The detailed working of manipulation subsystem can be defined in the following steps.

  • Visual Servoing: The visual servoing algorithm is responsible for finding the object of interest in the environment and automatically aligning the robot to a graspable position. Each part of the algorithm involves three steps: a) Scanning: Using the head camera assembly (Intel RealSense D435i) on the robot, we pan the camera across the environment while parallelly detecting all objects in the environment using the Yolov8 object detector. Using this, we estimate a ground truth location of each object in the world frame and employ a Maximum Likelihood Estimator (MLE) based on a weighted probability score that decays in a hyperbolic fashion with respect to the distance of the object from the camera. This helps filter out all objects that are improbable (such as bottles on the ceiling/floor, etc.). The perception capabilities can be seen in Figure 12. b)Visual Alignment: Once we estimate the location of the object, we perform a sequence of closedloop control steps that uses visual feedback in order to align the robot within a maximum graspable distance threshold. This allows the object to be within the workspace of the robot manipulation. c) Recovery: We employ several recovery schemes in order to ensure that the robot doesn’t reach an irrecoverable state. These schemes are described in Figure 10.

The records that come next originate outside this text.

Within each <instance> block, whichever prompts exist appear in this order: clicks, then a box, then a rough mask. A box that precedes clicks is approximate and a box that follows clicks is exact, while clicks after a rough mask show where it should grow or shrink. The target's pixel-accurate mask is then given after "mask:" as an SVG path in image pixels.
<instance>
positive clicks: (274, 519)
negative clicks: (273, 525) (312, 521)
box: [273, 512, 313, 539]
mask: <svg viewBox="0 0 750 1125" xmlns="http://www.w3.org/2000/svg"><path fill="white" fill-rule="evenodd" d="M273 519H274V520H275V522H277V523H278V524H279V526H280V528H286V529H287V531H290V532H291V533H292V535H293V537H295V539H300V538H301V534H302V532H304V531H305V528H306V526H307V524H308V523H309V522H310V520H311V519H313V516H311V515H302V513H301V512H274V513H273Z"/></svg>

[Add visual servoing video here] @pvenkat2

  • Grasp Generation: We developed three methods for grasp generation, namely GraspNet, GGCNN, and Median Grasp. We primarily use the GraspNet algorithm in order to pick a location on the object to grasp. GraspNet is a model trained on a large-scale database of objects and grasps. We obtain a 6D grasp from point clouds observed from the camera focused on the object of interest. However, since we have constraints on the graspable region due to the design of the end-effector, we developed our own heuristics that allow us to generate grasps feasible by our robot. We use the Median Grasp strategy as a fallback in case GraspNet does not produce high-quality grasps. Median Grasp takes in the point cloud of the object and returns the median point in the object as the grasp location. Figure 12 shows these results.
  • Plane Detection: We employ a plane detection algorithm based on the RANSAC scheme in order to estimate the plane from which an object is picked. We use this in order to estimate the height at which the object is grasped from the table. This is useful as it gives us an estimate of the clearance
    required for placing the object on a surface.
  • Motion Planning and Control: Our current system employs a basic control pipeline that does not consider obstacles within the workspace of the manipulator. We execute Cartesian motions that reduce the probability of collisions.
  • Grasp Success Validation: To verify if the grasp is successful, we additionally trained a logistic regression model which classifies ‘success’ or ‘fail’ based on the gripping effort. We collected a small dataset of diverse objects and gripping configurations and trained a model based on it.